Today, I was curious to see this behavior of Mock() objects when using mock:
>>> from mock import Mock >>> m = Mock() >>> m.i_dont_exist <Mock name='mock.i_dont_exist' id='139841609578768'> >>> m.i_dont_exist() <Mock name='mock.i_dont_exist()' id='139841609106896'>
The above is expected, since I have not declared a spec when creating the Mock() object, so even when you call a non-existent method or get/set a non-existent attribute, you will not get a AttributeError.
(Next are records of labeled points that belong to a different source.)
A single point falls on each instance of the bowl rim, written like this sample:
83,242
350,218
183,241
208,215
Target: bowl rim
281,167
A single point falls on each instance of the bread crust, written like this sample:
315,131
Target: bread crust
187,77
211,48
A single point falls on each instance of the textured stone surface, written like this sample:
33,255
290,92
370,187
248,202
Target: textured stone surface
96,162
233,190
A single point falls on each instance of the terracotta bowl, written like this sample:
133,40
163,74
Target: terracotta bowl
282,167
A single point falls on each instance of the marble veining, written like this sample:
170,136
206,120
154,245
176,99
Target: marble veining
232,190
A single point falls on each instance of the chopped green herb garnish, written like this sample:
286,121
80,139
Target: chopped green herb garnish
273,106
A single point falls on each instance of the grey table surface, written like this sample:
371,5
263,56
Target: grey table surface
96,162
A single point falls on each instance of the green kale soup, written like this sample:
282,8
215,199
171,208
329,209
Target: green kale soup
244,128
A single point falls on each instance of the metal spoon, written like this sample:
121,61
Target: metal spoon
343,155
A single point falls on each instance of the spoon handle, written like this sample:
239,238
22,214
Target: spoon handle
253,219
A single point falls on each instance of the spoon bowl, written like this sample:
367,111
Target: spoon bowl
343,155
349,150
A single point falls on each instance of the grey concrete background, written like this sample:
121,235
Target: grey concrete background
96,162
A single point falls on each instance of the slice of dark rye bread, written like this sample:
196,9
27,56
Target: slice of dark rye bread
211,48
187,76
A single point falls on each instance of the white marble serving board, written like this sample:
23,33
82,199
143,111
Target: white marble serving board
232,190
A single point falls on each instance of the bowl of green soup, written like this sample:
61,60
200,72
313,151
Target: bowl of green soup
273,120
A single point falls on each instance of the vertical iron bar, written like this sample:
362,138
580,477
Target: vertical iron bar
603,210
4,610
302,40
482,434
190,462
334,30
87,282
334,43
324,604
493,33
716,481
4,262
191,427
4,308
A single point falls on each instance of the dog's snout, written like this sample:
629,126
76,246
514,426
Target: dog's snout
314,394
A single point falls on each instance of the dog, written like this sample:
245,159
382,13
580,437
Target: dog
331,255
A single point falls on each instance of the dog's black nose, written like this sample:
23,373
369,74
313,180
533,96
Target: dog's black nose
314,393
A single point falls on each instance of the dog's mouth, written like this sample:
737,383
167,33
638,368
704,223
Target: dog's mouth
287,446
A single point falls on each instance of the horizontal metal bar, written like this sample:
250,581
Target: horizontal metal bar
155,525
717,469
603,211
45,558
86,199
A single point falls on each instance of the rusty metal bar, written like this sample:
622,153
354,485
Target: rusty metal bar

However, I was suprised by the following:
>>> m.assert_not_calledd Traceback (most recent call last): File "<stdin>", line 1, in <module> File "/home/asaha/.local/share/virtualenvs/606fc8723c1a01b/lib/python2.7/site-packages/mock/mock.py", line 721, in _ _getattr__ raise AttributeError(name) AttributeError: assert_not_calledd
And the following as well:
>>> m.assert_foo Traceback (most recent call last): File "<stdin>", line 1, in <module> File "/home/asaha/.local/share/virtualenvs/606fc8723c1a01b/lib/python2.7/site-packages/mock/mock.py", line 721, in __getattr__ raise AttributeError(name) AttributeError: assert_foo
I guessed that there is likely a check explicitly for non-existent attributes starting with assert, and if it finds so, it will raise a AttributeError. If you look at the __getattr__ method in mock.py, you will see that this is pretty much what is happening. The exact lines are below:
if not self._mock_unsafe: # self._mock_unsafe is by default False if name.startswith(('assert', 'assret')): # It comes here and an AttributeError is raised raise AttributeError(name)
This is certainly a good thing, since I have often seen assert_called_once more often than not found in codebases and is fairly easy to get wrong.